Declaration of Interests
All authors declare no competing interests.
Supplementary Movie Captions
Supplementary Movie 1. Phase contrast live cell imaging in a 2D culture dish of a Top-5 cell. This cell is exhibiting amoeboid like migration.
Supplementary Movie 2. Phase contrast live cell imaging in a 2D culture dish of Bottom-5 cells. An integration of amoeboid and lobopodian/lamellipodia type of migration is observed.
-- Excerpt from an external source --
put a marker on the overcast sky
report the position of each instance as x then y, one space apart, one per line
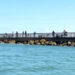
37 15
Supplementary Movie 3. 3D rendering of Top-5 nucleus using Leica Sp8 software displaying Lamin A/C (green) and H3K9me3 (red). Scale bars (white) indicate a length of 2 μm.
Supplementary Movie 4. 3D rendering of Bottom-5 nucleus using Leica Sp8 software displaying Lamin A/C (green) and H3K9me3 (red). Scale bars (white) indicate a length of 2 μm.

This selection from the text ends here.